"These results were obtained before the recent discussion of the question commenced, and joined with the other evidence entirely dispose of those arguments which Prof. Weismann bases on facts furnished by the social insects.">[
The other piece of additional evidence I have referred to, is furnished by two papers contributed to The Journal of Anatomy and Physiology for October 1893 and April 1894, by R. Havelock Charles, M. D., &c. &c., Professor of Anatomy in the Medical College, Lahore. These papers set forth the differences between the leg-bones of Europeans and those of the Punjaub people—differences caused by their respective habits of sitting in chairs and squatting on the ground. He enumerates more than twenty such differences, chiefly in the structures of the knee-joint and ankle-joint. From the résumé of his second paper I quote the following passages, which sufficiently show the data and the inferences:—
"7. The habits as to sitting postures of Europeans differ from those of their prehistoric ancestors, the Cave-dwellers, &c., who probably squatted on the ground.
"8. The sitting postures of Orientals are the same now as ever. They have retained the habits of their ancestors. The Europeans have not done so.
"9. Want of use would induce changes in form and size, and so, gradually, small differences would be integrated till there would be total disappearance of the markings on the European skeleton, as no advantage would accrue to him from the possession of facets on his bones fitting them for postures not practised by him.

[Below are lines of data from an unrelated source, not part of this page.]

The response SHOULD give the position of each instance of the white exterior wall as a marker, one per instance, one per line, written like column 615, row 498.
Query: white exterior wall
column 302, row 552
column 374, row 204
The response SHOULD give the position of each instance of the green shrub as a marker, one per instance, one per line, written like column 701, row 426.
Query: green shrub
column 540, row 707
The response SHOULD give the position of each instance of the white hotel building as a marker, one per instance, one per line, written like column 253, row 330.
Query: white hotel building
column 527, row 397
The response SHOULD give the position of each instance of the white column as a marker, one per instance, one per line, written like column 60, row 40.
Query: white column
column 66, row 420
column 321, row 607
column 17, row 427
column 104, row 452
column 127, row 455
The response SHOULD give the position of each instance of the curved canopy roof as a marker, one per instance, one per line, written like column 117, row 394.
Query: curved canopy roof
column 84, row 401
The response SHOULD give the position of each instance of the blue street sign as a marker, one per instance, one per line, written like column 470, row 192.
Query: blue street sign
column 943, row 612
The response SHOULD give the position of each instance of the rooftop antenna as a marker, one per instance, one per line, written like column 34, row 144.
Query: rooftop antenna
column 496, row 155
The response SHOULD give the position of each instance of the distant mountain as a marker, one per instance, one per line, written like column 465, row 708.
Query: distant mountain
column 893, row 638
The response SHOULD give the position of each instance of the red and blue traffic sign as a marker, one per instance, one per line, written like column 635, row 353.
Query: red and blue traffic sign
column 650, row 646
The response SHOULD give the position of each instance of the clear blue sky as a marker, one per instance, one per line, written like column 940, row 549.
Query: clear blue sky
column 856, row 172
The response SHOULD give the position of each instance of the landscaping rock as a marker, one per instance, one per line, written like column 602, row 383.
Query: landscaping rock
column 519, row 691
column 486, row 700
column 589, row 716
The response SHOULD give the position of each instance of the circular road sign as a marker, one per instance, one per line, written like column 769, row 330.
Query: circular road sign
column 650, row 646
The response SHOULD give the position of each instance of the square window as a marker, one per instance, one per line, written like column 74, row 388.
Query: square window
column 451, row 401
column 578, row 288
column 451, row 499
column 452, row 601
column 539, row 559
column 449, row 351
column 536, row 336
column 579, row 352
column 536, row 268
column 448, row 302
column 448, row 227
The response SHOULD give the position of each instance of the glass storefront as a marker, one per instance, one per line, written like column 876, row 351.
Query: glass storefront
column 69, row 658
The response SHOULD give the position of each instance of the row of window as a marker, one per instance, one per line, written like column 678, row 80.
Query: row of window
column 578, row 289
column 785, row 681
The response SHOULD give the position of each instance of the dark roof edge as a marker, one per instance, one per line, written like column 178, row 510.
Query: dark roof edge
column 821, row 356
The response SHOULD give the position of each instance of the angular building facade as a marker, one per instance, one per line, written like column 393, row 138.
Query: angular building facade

"10. The facets seen on the bones of the Panjabi infant or fœtus have been transmitted to it by the accumulation of peculiarities gained by habit in the evolution of its racial type—in which an acquisition having become a permanent possession, 'profitable to the individual under its conditions of life,' is transmitted as a useful inheritance.
"11. These markings are due to the influence of certain positions, which are brought about by the use of groups of muscles, and they are the definite results produced by actions of these muscles.
"12. The effects of the use of the muscles mentioned in No. 11 are transmitted to the offspring, for the markings are present in the fœtus-in-utero, in the child at birth, and in the infant.
"13. The markings are instances of the transmission of acquired characters, which heritage in the individual, function subsequently develops."
No other conclusion appears to me possible. Panmixia, even were it not invalidated by its unwarranted assumption as above shown, would be out of court: the case is not a case of either increase or decrease of size but of numerous changes of form. Simultaneous variation of co-operative parts cannot be alleged, since these co-operative parts have not changed in one way but in various ways and degrees. And even were it permissible to suppose that the required different variations had taken place simultaneously, natural selection cannot be supposed to have operated. The assumption would imply that in the struggle for existence, individuals of the European races who were less capable than others of crouching and squatting, gained by those minute changes of structure which incapacitated them, such advantages that their stirps prevailed over other stirps—an absurd supposition.